Critics had called for Rumsfeld to quit after the Iraqi prisoner abuse scandal.
But analysts, editors and ordinary Arabs were united in their condemnation of Bush on Monday when he said the nation owed the defence secretary a "debt of gratitude".
"After the torture and vile acts by the American army, President Bush goes out and congratulates Rumsfeld. It's just incredible. I am in total shock," said the editor of the influential Algerian national daily al-Watan.
"Bush's praise for Rumsfeld will discredit the United States ... and further damage its reputation, which is already at a historic low in the Arab world."
Analysts have said the damage from images seen worldwide of soldiers abusing naked Iraqi prisoners in Abu Ghraib prison would be indelible, incalculable and a gift to al-Qaida leader Usama bin Ladin.
What people saw, they said, was the true image of the occupation: humiliation of an occupied people, contempt for Islam, sadism and racism.
"Mr Rumsfeld would have certainly lost his job if the prisoners were American"
Dubai-based political analyst
"After Mr Bush's decision to keep Rumsfeld, all their apologies seem like lip service," said Dubai-based political analyst Jawad al-Anani.
"Mr Rumsfeld would have certainly lost his job if the prisoners were American."
Symbol of Iraq war
University of Algiers professor Mahmoud Belhimeur agreed.
"I cannot believe the United States reacts the way an authoritarian regime would. Bush should have done the honourable thing and fired Rumsfeld," he said.
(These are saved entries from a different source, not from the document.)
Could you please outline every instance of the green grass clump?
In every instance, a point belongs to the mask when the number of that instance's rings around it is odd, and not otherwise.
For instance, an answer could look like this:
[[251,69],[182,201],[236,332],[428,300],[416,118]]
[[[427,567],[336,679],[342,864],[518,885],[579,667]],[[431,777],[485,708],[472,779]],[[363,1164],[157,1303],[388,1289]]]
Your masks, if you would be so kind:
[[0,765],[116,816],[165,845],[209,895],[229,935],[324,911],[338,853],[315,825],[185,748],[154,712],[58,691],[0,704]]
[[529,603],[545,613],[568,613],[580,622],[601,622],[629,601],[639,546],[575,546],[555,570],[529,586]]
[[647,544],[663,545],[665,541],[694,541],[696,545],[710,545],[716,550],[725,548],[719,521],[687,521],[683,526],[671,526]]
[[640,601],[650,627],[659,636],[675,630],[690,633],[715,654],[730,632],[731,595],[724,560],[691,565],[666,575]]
But Michael Cox, professor of international relations at the London School of Economics, said the repercussions of firing the defence secretary would have been very significant.
"This has been Rumsfeld's war, and I suppose the political symbolism of trying to get rid of Rumsfeld would be huge."
Cox said he could not entirely rule out that Rumsfeld could go, if US public opinion turned. But he added it would seem out of character for the defence secretary to go quietly.